Der direkteste Weg ist der Blick von unten. Wer die Vorderkante der Balkonplatte von unten betrachtet, sieht entweder ein aufgesetztes Profil – oft Kunststoff oder Metall, manchmal auch eine eingearbeitete Nut im Beton – oder nichts davon: eine glatte, ungekantete Betonkante.

Weitere Hinweise, die auf eine fehlende oder wirkungslose Tropfkante hindeuten:

Nasse Streifen an der Balkonunterseite. Wenn sich nach Regen ein nasser Pfad an der Unterseite bildet, der zur Wand hin verläuft, ist das ein klassisches Zeichen. Das Wasser findet keinen Abwurf und sucht sich seinen Weg.

Kalkflecken oder dunkle Verfärbungen. Wasser, das dauerhaft über dieselbe Fläche läuft, hinterlässt Spuren.

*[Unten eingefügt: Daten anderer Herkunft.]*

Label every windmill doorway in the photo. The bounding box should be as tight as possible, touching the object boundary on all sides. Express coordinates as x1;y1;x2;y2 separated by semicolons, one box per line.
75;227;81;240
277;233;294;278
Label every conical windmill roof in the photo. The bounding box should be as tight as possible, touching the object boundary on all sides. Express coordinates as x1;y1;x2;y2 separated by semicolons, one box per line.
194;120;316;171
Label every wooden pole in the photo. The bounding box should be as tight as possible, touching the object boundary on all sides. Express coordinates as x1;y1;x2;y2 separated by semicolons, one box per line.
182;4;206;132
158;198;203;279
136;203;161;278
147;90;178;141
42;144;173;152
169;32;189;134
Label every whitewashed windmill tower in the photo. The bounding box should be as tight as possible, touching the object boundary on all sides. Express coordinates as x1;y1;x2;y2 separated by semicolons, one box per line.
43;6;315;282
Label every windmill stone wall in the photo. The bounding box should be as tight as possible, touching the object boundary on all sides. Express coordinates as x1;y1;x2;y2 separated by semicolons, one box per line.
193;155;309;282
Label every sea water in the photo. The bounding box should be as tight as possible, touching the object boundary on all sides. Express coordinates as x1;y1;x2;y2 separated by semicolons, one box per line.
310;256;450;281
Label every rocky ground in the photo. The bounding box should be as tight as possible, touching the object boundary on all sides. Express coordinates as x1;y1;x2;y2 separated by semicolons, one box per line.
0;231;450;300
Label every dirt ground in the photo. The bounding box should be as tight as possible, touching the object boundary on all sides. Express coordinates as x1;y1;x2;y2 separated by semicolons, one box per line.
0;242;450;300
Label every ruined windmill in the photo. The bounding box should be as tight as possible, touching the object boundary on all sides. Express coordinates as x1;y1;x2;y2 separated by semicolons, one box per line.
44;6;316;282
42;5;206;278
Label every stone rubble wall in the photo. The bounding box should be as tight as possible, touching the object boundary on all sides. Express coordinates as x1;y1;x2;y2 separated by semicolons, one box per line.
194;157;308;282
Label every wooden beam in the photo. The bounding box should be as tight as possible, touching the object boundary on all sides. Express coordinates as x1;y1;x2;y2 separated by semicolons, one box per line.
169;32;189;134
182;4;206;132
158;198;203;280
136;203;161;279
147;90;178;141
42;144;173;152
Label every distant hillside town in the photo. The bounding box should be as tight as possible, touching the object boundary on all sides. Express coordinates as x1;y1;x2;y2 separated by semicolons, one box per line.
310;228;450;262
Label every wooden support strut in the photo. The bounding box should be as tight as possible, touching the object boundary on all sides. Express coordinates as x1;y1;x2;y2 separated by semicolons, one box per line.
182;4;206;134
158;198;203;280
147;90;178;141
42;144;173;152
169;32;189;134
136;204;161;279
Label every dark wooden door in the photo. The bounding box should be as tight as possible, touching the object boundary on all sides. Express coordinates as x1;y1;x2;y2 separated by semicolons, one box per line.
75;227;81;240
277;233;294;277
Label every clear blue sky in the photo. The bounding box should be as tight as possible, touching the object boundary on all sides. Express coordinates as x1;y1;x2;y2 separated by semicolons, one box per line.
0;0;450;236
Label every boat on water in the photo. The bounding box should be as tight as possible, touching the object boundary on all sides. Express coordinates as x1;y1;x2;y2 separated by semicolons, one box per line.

Helle Kalkstreifen oder dunkle Verfärbungen an der Unterseite der Balkonplatte entstehen oft genau dort, wo Wasser regelmäßig entlangläuft.

Tropfwasser an der Wand oder am Wandfuß. Wenn Wasser vom Balkon nicht vorne abfällt, sondern bis zur Hauswand läuft, zeigt sich das früher oder später als Feuchtigkeitsschaden an der Fassade. Das ist die unangenehmste Variante.

Ältere Balkone haben häufig keine

Ein Detail, das viele überrascht: Viele Balkone – besonders in Gebäuden aus den 1960er bis 1980er Jahren – wurden ohne Tropfkante gebaut. Das war damals kein Fehler im engeren Sinne, sondern einfach nicht Teil des Standards. Erst mit der Zeit wurde klarer, welche Folgeschäden das langfristig verursachen kann.

Das bedeutet: Wer in einem älteren Gebäude wohnt und eine solche Leiste vermisst, ist damit nicht allein. Es ist eine häufige Situation – und grundsätzlich nachrüstbar.

Was man tun kann

Wenn eine Tropfkante fehlt, gibt es zwei Richtungen.

Nachrüsten lassen – ein Fachhandwerker kann ein entsprechendes Profil anbringen, was je nach Zugänglichkeit und Balkonsituation unterschiedlich aufwendig ist.

Selbst nachrüsten – für viele Standardsituationen gibt es Kunststoffprofile, die an der Balkankante befestigt werden können. Das ist kein Projekt für jeden, aber für handwerklich interessierte Leute durchaus machbar. Was dabei zu beachten ist und welche Produkte dafür infrage kommen, ist auf balkon-tropft.de/tropfkante-gegen-balkon-tropfen/ zusammengefasst.

Wer zunächst verstehen möchte, wie Balkon-Entwässerung insgesamt funktioniert – also was Tropfkante, Gefälle und Ablauf zusammen leisten – findet dazu einen eigenen Überblick auf balkon-tropft.de/balkon-entwaesserung-erklaert/.

Eine fehlende Tropfkante ist selten der einzige Grund, warum ein Balkon tropft. Aber sie ist oft der einfachste Ansatzpunkt – und einer der wenigen, den man ohne großen Aufwand selbst beheben kann.